Love is when a person is zonked out of his mind on pain killers and chemo drugs, so he can’t remember your first name, but he still lights up when he sees you and remembers the stupid nickname he gave you when he married your mom.

That’s what my step-Spot taught me, and I miss that nit-picky, controlling, pain in the ass bastard every day, even after 19 years.

But there’s one more person I give Father’s Day cards to, and this person taught me more than Dad and Spot combined:  my Mom.

Dad moved, and we didn’t, when I was 10 and from then on, it was pretty much just me and Mom, since my brother was 16 and my sister was 19 by then.

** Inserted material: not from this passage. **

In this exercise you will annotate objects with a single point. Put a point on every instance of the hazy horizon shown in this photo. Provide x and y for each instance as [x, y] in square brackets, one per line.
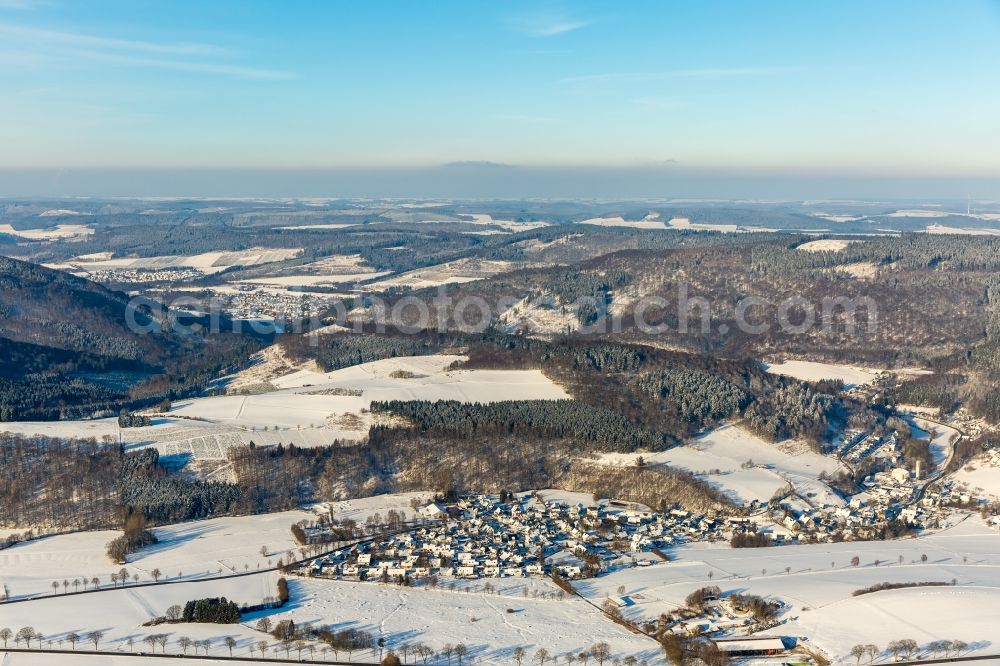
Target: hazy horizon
[651, 99]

Mom and I used to say it was us against the world — “and we’re gonna get creamed!”, per our favorite greeting card; but what Mom taught me was that it’s okay to lose some times, but it’s never okay to cheat to win.  It’s okay to give in to others, but it’s not okay to let them take you over.  Failure is actually an option, but not trying your best isn’t.  Competition between people is inevitable and natural, but the only person who can really beat you is yourself, and that’s the only person you should ever try to get the better of.  And just because you know how to hurt people as quickly as possible, with the most lasting affect, with the fewest number of words, doesn’t give you the right to do so.

So Father’s Day is here again, and my Dad and my Spot aren’t.

But my Mom is, and I’ll be sending her a card, like always, because it wasn’t easy to be a mother and a father to me, and she deserves to know that I appreciate it.